WASHINGTON – It didn't matter whether they raised more money or not, most presidential candidates certainly boosted their spending in the second quarter of the year.
More on staff. More on travel. More on consultants.
Democrats outraised Republicans about $80 million to $50 million from April through June. But Republicans kept pace with Democrats on spending — nearly $50 million spent on both sides.
The Democrats' money advantage was helped in large part by the extraordinary fundraising of Sens. Barack Obama and Hillary Rodham Clinton. He raised $32 million for the primary; she raised $21.5 million.
But even as they raised more money, the better financed Democrats were chary about spending it all.
Obama, the freshman senator from Illinois, spent half of what he raised in the second quarter. Clinton spent 60 cents for every primary dollar raised. John Edwards raised $9 million and spent $6.4 million.

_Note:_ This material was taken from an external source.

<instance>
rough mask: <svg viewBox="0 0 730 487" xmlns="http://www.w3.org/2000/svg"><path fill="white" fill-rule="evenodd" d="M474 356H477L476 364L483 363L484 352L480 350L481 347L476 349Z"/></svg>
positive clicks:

That was not the Republican model. John McCain raised $11.3 million and spent $13 million. Mitt Romney had to lend his campaign $6 million to stay even with his spending for the quarter. The pattern was similar among GOP candidates with lesser finances. Only Rudy Giuliani, the Republican with the most cash on hand, kept his spending below his fundraising.
Obama and Clinton ended the quarter with $34 million and $33 million in the bank, respectively — formidable figures for two of the leading Democratic White House contenders.

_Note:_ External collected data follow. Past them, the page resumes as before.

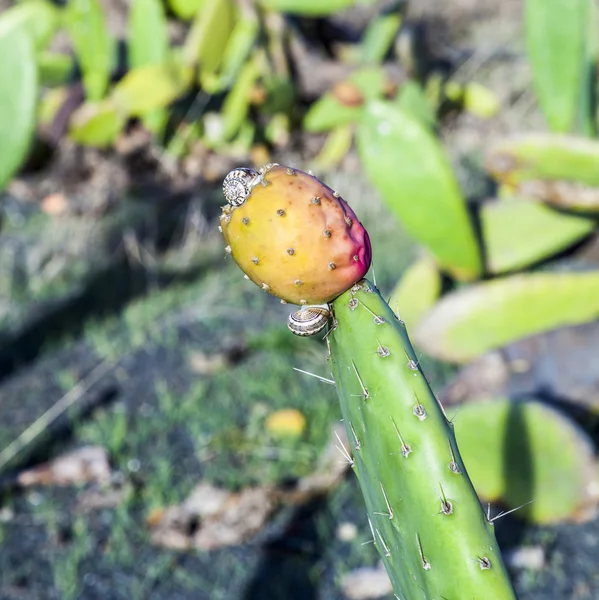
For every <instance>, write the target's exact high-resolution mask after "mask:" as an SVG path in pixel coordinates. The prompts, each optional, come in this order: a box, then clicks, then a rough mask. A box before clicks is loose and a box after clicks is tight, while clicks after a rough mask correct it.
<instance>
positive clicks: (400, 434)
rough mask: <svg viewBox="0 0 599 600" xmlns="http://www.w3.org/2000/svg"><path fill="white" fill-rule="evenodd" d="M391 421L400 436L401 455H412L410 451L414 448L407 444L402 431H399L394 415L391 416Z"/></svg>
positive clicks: (393, 426)
mask: <svg viewBox="0 0 599 600" xmlns="http://www.w3.org/2000/svg"><path fill="white" fill-rule="evenodd" d="M391 423H393V429H395V433H397V437H398V438H399V441H400V442H401V455H402V456H403V457H404V458H408V456H409V455H410V452H412V448H411V447H410V445H409V444H406V443H405V442H404V441H403V438H402V437H401V433H399V429H398V428H397V425H396V424H395V421H394V420H393V417H391Z"/></svg>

The Republicans' penchant for spending beyond their fundraising was especially apparent with McCain, the senator from Arizona. The McCain camp ended up spending more in the second quarter and raising less, even though their first quarter fundraising had left them with less cash on hand than Romney or Giuliani,
McCain's payroll alone was the highest of all presidential candidates except for Obama's for the first six months of the year. He ended the quarter with $3.2 million cash on hand and nearly $1.8 million in debts. McCain's biggest debt was $750,000 owed to an Internet consulting firm connected to his new campaign manager, Rick Davis.
Payroll was by far the single largest expense — about $16 million total for all candidates in the second quarter. Romney spent the most of all on advertising — about $5 million. Consultants of all stripes were popular, particularly financial consultants, who earned a total of more than $3 million from various candidates.
Travel took its toll on budgets. Candidates altogether spent more than $8 million to get around the country. Some got better deals than others. Edwards paid $230,660 to fly on a private jet owned by Dallas trial lawyer Fred Baron, Edwards' national finance chairman.
Obama's campaign paid nearly $3 million for travel during the quarter and spent about $1.3 million in telemarketing, one of its top single expenses. Clinton listed $1.1 million in travel expenses and $380,000 owed to an air charter company. She also listed a $421,873 debt to the firm owned by her pollster, Mark Penn, and $132,000 owed to the firm of her media adviser, Mandy Grunwald.
In fundraising, Obama and Clinton saw a virtual reversal of donors. While she relied heavily on Wall Street and high-finance money in the first quarter, it was Obama who tapped the banking and hedge fund crowd in the second quarter. Employees at Lehman Brothers, Goldman Sachs, and JP Morgan Chase gave heavily to Obama, while employees at two major law firms, DLA Piper and Kirkland & Ellis, were among Clinton's top donors.
Obama, however, retained an advantage over Clinton in the number of donors who could still give to his campaign. About $3 our of every $7 raised by Obama's campaign for the primary came from donors who have given the maximum $2,300 donation permitted by law. For Clinton, about three-fifths of her primary donations come from maxed-out donors.
Overall, attorneys topped the list of donor occupations for most Democrats, with homemakers not far behind. For Republicans, homemakers led the list, with attorneys not far behind. Homemakers are a common occupation in political fundraising because donors usually team up with their spouses to maximize contributions.